LUISA ALESSIO, SCIENTIFIC DIRECTORATE FFC RICERCA
May 18, 2026
Biological membranes are typically composed of lipids that have a hydrophilic head (which attracts water) and two hydrophobic tails (which repel it). In aqueous environments, these molecules spontaneously organize to shield their tails from the surrounding liquid. Today, synthetic chemistry makes it possible to design molecules with different structures that can assemble in new and more stable ways compared to natural systems. Among these are bolalipids, a class of synthetic lipids characterized by one or two water-interacting ends and a central segment that avoids water, allowing them to self-assemble into ordered structures.
A study published in the international journal Biophysical Journal (here), coordinated by Sheref Mansy and supported by the FFC Ricerca strategic project GenDel-CF, investigated the behavior of specific bolalipids in comparison with conventional lipids, to understand how they organize in aqueous environments and on surfaces. In particular, the researchers distinguished between symmetric and asymmetric forms to examine how their assembly differs. Using physicochemical techniques, they analyzed both solution behavior and surface interactions, showing that chemical structure plays a key role in determining final properties. Environmental factors such as pH were also found to influence whether the molecules form more compact, more open, or aggregated structures. Moreover, their behavior proved to be dynamic rather than fixed, adapting to external conditions.

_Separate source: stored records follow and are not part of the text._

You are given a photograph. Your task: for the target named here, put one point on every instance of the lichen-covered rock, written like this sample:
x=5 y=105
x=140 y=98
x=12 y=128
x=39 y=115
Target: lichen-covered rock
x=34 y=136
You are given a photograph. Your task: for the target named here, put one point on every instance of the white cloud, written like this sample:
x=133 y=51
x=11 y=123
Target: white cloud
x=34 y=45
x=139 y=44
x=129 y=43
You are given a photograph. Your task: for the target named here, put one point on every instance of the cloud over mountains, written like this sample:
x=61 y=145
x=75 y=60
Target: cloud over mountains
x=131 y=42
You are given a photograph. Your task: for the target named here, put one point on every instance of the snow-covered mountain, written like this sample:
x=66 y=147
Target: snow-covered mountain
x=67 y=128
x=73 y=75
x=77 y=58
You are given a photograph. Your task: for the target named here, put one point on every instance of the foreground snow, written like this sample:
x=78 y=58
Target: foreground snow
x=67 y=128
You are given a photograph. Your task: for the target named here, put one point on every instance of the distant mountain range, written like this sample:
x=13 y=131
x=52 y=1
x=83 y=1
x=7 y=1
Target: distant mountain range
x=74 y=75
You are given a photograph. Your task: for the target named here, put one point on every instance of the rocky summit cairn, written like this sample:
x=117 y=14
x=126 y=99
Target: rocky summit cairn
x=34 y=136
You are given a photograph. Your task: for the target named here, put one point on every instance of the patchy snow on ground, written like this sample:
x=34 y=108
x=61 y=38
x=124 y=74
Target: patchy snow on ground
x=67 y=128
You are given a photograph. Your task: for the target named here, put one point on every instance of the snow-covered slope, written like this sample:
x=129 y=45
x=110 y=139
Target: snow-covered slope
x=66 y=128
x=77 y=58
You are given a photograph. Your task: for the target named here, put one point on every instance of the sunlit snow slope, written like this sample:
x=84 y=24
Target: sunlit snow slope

One of the most interesting findings is that, unlike conventional lipids, which typically form micellar structures (small solid spheres), bolalipids can assemble into stable vesicles—tiny hollow spheres resembling microscopic bubbles. These “bubbles” behave uniquely when they come into contact with a surface: they are highly stable yet possess a remarkably dynamic interface. This combination of stability and flexibility makes them particularly intriguing, as it suggests they may interact with cellular membranes in ways that differ from traditional systems.
Looking ahead, this opens up important opportunities in biotechnology and medicine, particularly for drug delivery and advanced therapies. Vesicles of this kind could protect active compounds during transport within the body and enable more targeted release, thereby improving treatment efficacy while reducing side effects.